Rasulullah shallallahu ‘alaihi wa sallam menjawab,
نَعَمْ، إِذَا رَأَتِ الْمَاءَ
“Ya, jika ia melihat air mani yang keluar.” (Sahih, HR. al-Bukhari)
Apakah tidak sepantasnya Ummu Sulaim menjadi contoh bagi para wanita dalam bertanya tentang perkara agamanya? Terkadang pemahaman ini menjadi terbalik. Wanita malu untuk bertanya hal-hal yang berkaitan dengan agamanya, tetapi ia tidak malu untuk berdua-duaan dengan sopir dan berbincang-bincang dengan pedagang, atau memperlihatkan auratnya di hadapan laki-laki yang bukan mahram.
Ketahuilah, wahai saudariku…
Tidak sepantasnya kita malu dari sesuatu yang bisa membawa kepada kebaikan. Anas bin Malik radhiallahu ‘anhu menceritakan, “Seorang wanita menemui Nabi shallallahu ‘alaihi wa sallam guna menawarkan dirinya kepada beliau agar diperistri oleh beliau. Wanita itu berkata, ‘Apakah engkau, wahai Rasulullah, punya keinginan terhadap diriku?’
Salah seorang putri Anas, ketika mendengar kisah ini, berkomentar tentang wanita itu, ‘Alangkah sedikit rasa malunya!’
Anas berkata, ‘Wanita itu lebih baik darimu, dia menawarkan diri kepada orang yang paling mulia dan paling baik (Rasulullah shallallahu ‘alaihi wa sallam)’.” (Sahih, HR. al-Bukhari secara makna)
Semoga Allah subhanahu wa ta’ala senantiasa menganugerahkan kepada kita sifat malu yang membawa kita untuk selalu berbuat baik dan mencegah dari kejahatan dan kerendahan akhlak.

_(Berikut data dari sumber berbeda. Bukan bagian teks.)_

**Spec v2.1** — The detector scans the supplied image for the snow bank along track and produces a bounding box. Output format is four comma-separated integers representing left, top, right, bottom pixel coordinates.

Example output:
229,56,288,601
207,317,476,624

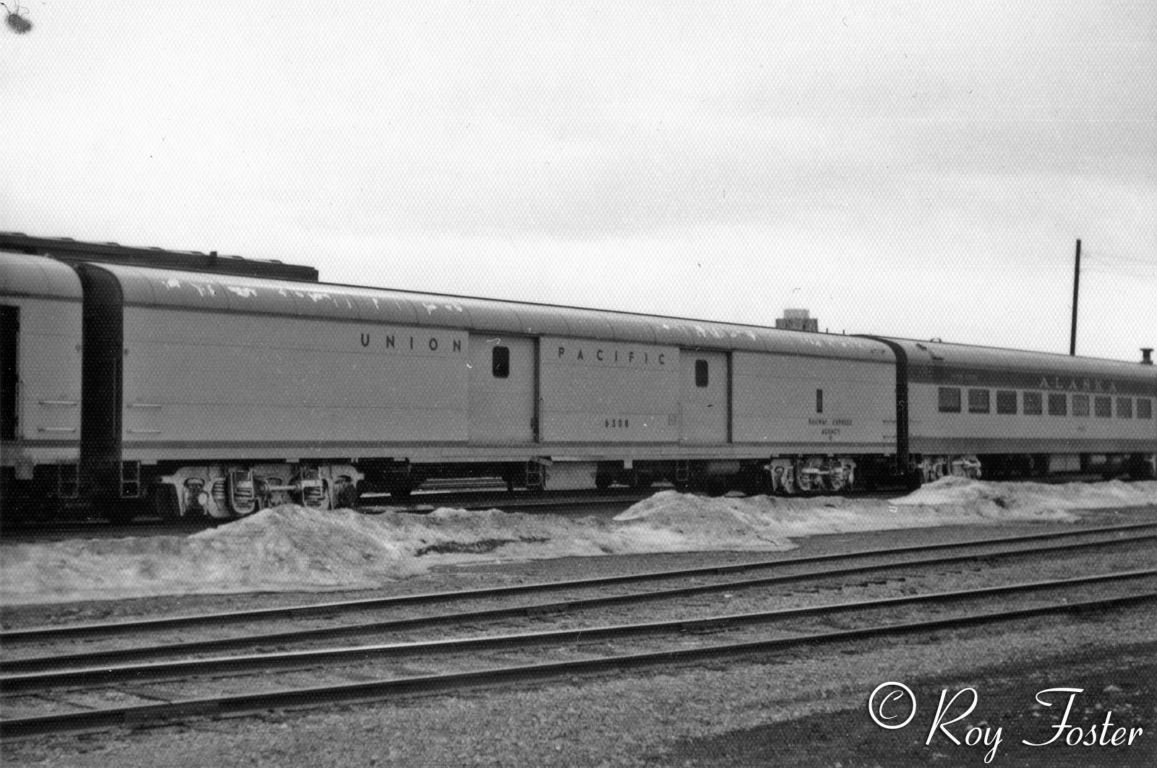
0,524,1157,738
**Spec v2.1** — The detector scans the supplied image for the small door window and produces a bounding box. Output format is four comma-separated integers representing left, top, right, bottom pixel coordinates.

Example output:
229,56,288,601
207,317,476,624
491,347,510,378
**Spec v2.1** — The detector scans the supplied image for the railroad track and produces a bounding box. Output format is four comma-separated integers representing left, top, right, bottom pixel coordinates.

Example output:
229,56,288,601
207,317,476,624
0,524,1157,738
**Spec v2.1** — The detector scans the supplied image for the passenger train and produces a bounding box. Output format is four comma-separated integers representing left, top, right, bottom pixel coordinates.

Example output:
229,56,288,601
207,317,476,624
0,234,1157,522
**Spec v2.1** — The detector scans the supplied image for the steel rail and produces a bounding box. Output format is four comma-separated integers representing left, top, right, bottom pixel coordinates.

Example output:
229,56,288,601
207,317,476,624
0,523,1157,644
0,569,1157,696
0,592,1157,739
9,533,1157,674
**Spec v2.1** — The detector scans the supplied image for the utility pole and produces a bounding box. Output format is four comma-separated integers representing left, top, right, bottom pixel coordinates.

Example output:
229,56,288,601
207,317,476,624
1069,239,1081,355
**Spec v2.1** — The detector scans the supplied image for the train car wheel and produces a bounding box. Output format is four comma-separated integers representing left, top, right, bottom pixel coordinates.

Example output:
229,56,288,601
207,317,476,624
334,482,360,509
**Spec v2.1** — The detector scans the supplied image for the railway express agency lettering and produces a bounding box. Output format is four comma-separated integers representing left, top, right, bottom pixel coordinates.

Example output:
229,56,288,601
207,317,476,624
358,327,466,356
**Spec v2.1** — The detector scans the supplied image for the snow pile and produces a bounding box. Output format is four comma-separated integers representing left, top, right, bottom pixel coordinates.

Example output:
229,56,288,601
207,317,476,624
892,478,1157,516
0,478,1157,605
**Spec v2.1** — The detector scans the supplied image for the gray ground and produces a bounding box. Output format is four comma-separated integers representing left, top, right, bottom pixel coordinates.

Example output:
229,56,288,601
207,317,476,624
0,511,1157,768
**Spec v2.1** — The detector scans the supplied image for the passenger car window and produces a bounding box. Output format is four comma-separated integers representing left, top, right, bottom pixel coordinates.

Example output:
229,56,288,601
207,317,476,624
491,347,510,378
939,386,960,413
968,390,989,413
695,360,708,386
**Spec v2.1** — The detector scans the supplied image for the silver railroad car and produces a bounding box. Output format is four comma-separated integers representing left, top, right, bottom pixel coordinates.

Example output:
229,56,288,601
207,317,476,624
0,251,82,514
874,339,1157,480
78,264,896,517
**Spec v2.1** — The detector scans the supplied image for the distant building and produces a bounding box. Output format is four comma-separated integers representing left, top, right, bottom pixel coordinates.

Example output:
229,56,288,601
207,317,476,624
775,309,819,333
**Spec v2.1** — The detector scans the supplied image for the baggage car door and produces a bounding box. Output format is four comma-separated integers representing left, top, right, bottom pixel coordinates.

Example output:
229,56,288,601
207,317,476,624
470,334,535,444
679,349,728,443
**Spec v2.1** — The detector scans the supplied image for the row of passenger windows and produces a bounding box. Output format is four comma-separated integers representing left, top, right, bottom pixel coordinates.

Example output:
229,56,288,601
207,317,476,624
939,386,1154,419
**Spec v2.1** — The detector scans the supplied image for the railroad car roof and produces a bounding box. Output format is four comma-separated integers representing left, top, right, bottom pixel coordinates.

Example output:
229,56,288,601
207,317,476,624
891,339,1157,391
0,251,82,301
93,264,892,363
0,231,317,282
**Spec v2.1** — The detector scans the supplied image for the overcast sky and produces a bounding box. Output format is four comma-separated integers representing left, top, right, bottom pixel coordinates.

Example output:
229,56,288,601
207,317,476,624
0,0,1157,360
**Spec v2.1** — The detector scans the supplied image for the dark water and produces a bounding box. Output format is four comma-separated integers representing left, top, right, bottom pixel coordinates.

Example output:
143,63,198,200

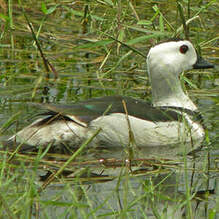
0,1,219,218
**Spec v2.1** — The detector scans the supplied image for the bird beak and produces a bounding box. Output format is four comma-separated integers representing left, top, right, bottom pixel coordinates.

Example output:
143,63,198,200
193,56,214,69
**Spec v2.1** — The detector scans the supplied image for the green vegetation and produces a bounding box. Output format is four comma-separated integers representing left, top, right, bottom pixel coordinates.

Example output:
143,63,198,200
0,0,219,219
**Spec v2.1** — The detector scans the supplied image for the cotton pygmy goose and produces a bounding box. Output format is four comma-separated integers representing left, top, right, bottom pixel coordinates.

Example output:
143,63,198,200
9,40,213,152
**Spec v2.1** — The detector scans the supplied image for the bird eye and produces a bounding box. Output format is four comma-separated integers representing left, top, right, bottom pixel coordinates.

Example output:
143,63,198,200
179,45,189,54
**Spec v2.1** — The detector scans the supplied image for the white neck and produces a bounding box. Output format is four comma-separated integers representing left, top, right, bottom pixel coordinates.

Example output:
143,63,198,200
149,67,197,111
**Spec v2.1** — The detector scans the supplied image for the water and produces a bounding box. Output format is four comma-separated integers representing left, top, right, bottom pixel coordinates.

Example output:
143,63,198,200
0,1,219,218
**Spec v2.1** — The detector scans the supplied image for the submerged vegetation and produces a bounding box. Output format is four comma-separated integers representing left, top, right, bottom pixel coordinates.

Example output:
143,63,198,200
0,0,219,219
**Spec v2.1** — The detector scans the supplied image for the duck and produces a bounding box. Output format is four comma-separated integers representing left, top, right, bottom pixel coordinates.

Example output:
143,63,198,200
8,39,214,152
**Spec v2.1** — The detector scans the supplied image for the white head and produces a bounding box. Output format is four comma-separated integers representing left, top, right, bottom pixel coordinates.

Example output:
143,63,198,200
147,40,197,77
147,40,213,110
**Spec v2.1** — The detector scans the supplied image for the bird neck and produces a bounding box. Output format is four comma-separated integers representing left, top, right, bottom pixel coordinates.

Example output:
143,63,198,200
149,69,197,111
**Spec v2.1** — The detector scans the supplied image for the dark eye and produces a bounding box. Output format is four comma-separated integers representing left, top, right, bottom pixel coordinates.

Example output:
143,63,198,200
179,45,189,54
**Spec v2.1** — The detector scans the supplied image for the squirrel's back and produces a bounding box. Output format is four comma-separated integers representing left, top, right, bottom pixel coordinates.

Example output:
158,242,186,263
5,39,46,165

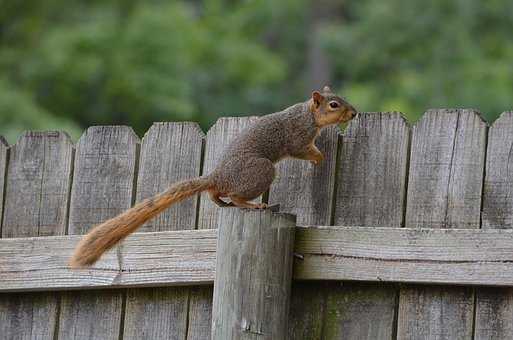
219,103,318,167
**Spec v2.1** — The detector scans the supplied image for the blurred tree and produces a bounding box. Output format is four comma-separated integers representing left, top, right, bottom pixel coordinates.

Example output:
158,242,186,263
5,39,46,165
323,0,513,121
0,0,513,142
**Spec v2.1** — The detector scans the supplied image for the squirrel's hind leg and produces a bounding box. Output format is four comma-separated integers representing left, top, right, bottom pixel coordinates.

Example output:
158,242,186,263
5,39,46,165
208,190,234,207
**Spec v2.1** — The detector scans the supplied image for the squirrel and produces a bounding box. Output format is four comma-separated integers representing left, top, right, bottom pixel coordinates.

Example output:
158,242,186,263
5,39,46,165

Wallahu ta‘ala a‘lam bish-shawab.
(Diterjemahkan secara ringkas oleh Ummu Ishaq al-Atsariyyah dari kitab al-Mukhtar lil Hadits fi Syahri Ramadhan, hlm. 453—457, yang ditulis oleh beberapa penuntut ilmu di Qasim, Saudi Arabia)
Comments are closed.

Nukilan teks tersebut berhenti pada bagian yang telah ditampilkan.